Directors’ Fortnight has unveiled the selection for its 57th edition running May 14-24 that is hefty on first-time filmmakers and established aut
Directors’ Fortnight has unveiled the selection for its 57th edition running May 14-24 that is hefty on first-time filmmakers and established auteurs including Robin Campillo, Lee Sang-il and Christian Petzold.
Artistic director Julien Rejl revealed the lineup at a press conference in Paris on Tuesday (April 15) for the Cannes parallel section run by French directors guild the SRF.
Scroll down for the full selection
The sidebar will open with Enzo, co-directed by the behind schedule Laurent Cantet and Robin Campillo. After Cantet died last year, his longtime friend and collaborator Campillo stepped in to direct the film shot in and set in La Ciotat in the south of France. It follows a 16-year-old boy who defies his bougeois family’s expectations by starting a masonry apprenticeship where he meets a charismatic Ukrainian colleague who shakes up his world. Newcomers Eloy Pohu and Maksym Slivinskyi star opposite Elodie Bouchez and Pierfrancesco Favino. mk2 handles international sales.

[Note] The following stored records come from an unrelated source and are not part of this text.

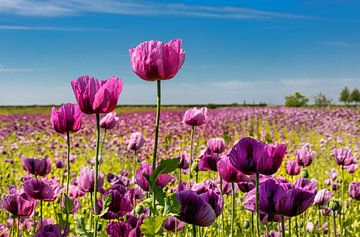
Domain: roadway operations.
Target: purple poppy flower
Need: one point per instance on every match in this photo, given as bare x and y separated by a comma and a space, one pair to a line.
49, 231
322, 197
354, 190
18, 204
67, 119
120, 202
146, 168
154, 60
195, 117
173, 224
343, 156
292, 167
216, 145
294, 202
41, 167
251, 156
118, 229
42, 189
304, 156
136, 141
86, 180
194, 209
109, 120
208, 161
96, 96
228, 172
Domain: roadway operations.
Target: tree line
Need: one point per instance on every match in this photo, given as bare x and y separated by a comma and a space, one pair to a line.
321, 100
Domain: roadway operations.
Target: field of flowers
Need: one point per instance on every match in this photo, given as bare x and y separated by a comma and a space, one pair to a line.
84, 170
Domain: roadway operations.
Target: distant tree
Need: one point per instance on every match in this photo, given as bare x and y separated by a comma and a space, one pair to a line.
296, 100
345, 95
321, 100
355, 96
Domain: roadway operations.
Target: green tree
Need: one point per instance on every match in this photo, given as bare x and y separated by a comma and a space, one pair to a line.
321, 100
355, 96
345, 95
296, 100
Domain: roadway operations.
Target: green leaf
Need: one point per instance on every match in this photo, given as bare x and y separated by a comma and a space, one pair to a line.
69, 205
165, 167
80, 227
106, 203
152, 225
172, 206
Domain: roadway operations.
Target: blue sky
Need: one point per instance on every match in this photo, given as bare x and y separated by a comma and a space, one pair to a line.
235, 50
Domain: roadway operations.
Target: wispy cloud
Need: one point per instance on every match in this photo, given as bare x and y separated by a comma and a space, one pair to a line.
55, 8
341, 44
5, 69
49, 28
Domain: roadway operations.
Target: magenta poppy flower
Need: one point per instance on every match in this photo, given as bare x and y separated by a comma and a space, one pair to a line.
343, 156
304, 156
322, 197
292, 167
49, 231
109, 120
194, 209
228, 172
96, 96
136, 141
146, 168
251, 156
154, 60
42, 189
18, 204
208, 161
67, 119
195, 117
354, 190
216, 145
120, 202
118, 229
86, 180
40, 167
173, 224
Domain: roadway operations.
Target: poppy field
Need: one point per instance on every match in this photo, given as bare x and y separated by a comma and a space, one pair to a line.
95, 169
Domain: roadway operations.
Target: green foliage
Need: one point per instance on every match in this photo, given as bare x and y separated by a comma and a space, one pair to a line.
355, 96
321, 100
296, 100
345, 95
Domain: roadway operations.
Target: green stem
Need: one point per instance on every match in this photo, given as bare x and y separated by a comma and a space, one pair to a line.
40, 213
334, 223
232, 209
68, 174
257, 204
96, 172
289, 226
157, 123
191, 149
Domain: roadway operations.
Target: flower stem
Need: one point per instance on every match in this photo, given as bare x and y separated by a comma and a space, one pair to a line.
257, 204
194, 231
191, 149
40, 213
96, 172
232, 209
282, 226
334, 223
68, 174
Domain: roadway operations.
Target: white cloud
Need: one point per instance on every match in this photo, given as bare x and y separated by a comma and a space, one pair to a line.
57, 8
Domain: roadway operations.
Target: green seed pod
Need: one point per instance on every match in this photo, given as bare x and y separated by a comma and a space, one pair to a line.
246, 224
304, 173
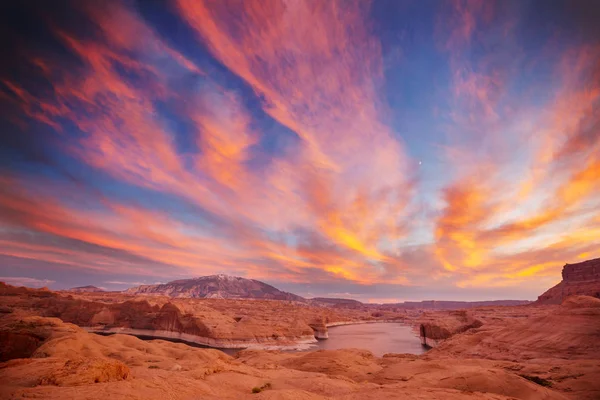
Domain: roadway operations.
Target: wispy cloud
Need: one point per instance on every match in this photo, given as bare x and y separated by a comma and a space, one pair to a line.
264, 140
24, 281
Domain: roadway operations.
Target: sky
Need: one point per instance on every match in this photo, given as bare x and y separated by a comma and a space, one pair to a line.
384, 151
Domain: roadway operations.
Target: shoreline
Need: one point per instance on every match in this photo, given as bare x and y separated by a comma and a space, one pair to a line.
206, 341
283, 343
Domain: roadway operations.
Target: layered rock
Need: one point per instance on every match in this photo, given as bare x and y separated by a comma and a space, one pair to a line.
86, 289
577, 279
216, 286
437, 327
226, 323
71, 363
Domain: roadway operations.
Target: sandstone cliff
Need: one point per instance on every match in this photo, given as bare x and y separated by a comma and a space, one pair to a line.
86, 289
216, 287
578, 279
228, 323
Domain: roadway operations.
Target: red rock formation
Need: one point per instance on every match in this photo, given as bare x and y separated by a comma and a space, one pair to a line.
86, 289
578, 279
437, 327
216, 287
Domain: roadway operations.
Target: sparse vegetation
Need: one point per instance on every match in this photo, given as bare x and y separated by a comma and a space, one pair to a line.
257, 389
538, 380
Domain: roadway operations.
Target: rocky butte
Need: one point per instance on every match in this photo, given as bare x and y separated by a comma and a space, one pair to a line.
216, 287
527, 352
577, 279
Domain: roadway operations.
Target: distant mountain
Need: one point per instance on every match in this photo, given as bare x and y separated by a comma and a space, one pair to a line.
87, 289
336, 302
216, 287
578, 279
453, 305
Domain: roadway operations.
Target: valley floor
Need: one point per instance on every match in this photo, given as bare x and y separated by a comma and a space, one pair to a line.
526, 353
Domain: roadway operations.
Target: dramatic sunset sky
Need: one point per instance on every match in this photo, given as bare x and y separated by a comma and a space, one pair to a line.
384, 151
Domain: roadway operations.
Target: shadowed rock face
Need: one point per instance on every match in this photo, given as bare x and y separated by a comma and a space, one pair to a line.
229, 323
437, 327
578, 279
216, 286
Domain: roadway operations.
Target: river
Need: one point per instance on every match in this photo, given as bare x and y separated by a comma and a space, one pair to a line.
378, 338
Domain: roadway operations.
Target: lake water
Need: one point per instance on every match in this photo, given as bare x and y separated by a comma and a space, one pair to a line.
379, 338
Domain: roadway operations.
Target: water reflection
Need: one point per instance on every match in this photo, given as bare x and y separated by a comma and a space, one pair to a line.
379, 338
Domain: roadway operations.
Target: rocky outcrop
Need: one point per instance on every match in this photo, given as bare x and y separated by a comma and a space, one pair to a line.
86, 289
72, 364
216, 287
224, 323
437, 327
335, 302
577, 279
453, 305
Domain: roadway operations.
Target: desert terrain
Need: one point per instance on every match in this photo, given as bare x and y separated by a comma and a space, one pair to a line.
543, 350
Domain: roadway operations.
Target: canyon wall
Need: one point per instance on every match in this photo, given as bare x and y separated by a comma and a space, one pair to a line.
578, 279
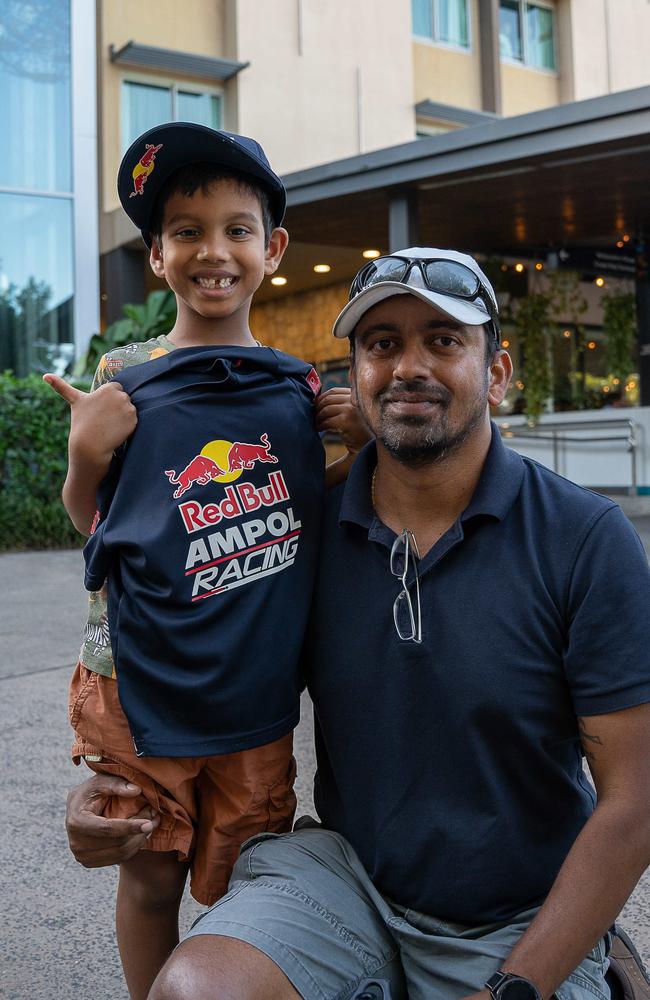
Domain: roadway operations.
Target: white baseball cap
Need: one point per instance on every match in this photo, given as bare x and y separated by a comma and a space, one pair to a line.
469, 312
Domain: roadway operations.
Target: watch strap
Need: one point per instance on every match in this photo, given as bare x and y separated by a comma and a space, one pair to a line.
500, 979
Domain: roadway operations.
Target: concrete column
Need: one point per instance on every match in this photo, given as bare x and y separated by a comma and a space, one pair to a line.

Rejl tells Screen the film was selected purely on its own merit: “It is quite simply the most beautiful French film we’ve seen this year and Robin Campillo is among the greatest contemporary directors alive today.”
The closing night film is Eva Victor’s debut feature Sorry Baby about a woman dealing with trauma that premiered in Sundance and has already been sold to A24. US actor-writer-director Victor stars alongside Naomi Ackie, Lucas Hedges, John Carroll Lynch, Louis Cancelmi, and Kelly McCormack. Charades and UTA Independent Film Group handle sales.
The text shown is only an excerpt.